Thursday, August 07, 2014

Tomorrow is my dad's birthday. He died twenty years ago this month, and like most of you thinkin' about your dads, there isnt a day that goes by that something he said, did, or swung at with a 5 iron doesn't come to mind. He was born in 1906, a full 3 years before the US Government even owned its first aeroplane, and grew up wide eyed and open to change, in the age of planes, cars, trains and modernity, and loved every bit of it. He could look at -- lets face it -- an UGLY -- new building construction and utter "isn't that a gorgeous building..." not so much because of what it looked like on the outside, but that it represented a place where good people would be able to go to work every day. He remembered the tough days of the Depression, and though the family lost what had become the first chain of jewelry stores on the West Coast, they were never destitute.

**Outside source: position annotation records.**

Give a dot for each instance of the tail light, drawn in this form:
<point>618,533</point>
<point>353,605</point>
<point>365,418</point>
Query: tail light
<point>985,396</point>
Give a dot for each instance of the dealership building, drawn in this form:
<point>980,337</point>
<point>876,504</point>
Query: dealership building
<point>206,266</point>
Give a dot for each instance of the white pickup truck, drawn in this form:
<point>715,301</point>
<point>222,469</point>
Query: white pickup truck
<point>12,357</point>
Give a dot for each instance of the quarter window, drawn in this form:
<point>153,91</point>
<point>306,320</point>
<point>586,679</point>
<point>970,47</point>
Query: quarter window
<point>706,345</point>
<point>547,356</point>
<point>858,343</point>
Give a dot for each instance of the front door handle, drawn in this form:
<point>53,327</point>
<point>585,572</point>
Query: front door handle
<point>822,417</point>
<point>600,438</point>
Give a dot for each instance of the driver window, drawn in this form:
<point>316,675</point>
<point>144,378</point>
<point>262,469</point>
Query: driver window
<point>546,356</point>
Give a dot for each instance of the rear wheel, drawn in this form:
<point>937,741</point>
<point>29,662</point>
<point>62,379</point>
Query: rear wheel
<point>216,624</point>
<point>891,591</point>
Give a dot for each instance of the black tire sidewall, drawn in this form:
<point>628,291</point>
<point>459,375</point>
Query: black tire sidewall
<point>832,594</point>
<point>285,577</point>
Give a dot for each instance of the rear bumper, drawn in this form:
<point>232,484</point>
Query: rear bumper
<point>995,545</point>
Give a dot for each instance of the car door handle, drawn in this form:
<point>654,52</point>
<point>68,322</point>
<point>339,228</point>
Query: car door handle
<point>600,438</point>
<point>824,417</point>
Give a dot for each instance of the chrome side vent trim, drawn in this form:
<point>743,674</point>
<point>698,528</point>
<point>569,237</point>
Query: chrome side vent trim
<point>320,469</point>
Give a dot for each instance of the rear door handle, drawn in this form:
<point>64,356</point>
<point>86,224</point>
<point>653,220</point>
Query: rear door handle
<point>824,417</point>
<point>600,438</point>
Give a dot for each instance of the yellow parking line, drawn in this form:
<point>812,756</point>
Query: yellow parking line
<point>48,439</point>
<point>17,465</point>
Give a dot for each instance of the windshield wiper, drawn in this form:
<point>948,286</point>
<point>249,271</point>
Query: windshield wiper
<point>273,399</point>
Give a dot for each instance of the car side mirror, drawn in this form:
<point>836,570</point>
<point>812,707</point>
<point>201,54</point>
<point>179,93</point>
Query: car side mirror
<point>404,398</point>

 Yet he had a feeling about how people should be able to work, to provide, and live a life of dignity. And two-putts. In the 30+ years he drove his massively finned DeSotos across the west, representing watch companies (Gruen, Omega, Eternamatic, Croton) he always had his golf clubs in the trunk, and would grab a quick nine holes at the end of a sales day. "In all those years, I never met a jerk on the golf course," he was proud to share with me one day. It was as if being the last guy to drop in with a foursome was a way to charge his batteries both physical and metaphysical. His gregariousness spanned generations, and he had a good handful of golfing buddies my age as well as his own. He had a pair of really weird weights, and used them - those handle & weight, unbalanced 1950s things which lived in the bottom of his suit closet. And he used them. He stayed in great shape his whole life - don't I wish I'd look like that at 75? And no, I can't wear a double breasted-suit that well either.


Going back a couple of generations in a small town in Russia, a pair of siblings married a pair of siblings, and the better part of a century later my folks - technically cousins of some kind, met as adults, and decided to get hitched. Dad had been seeing a girl somewhere -- NOT in Salt Lake City, and till he met mom,it was getting kind of serious. But he let her down as... well.. as softly as he could. "You're a great gal, but I'm gonna marry my cousin," goes the family lore. Mom and dad hung in there for 54 years. When he passed away, Jordan, then 8, said "I'm sure gonna miss him." And boy, was she right.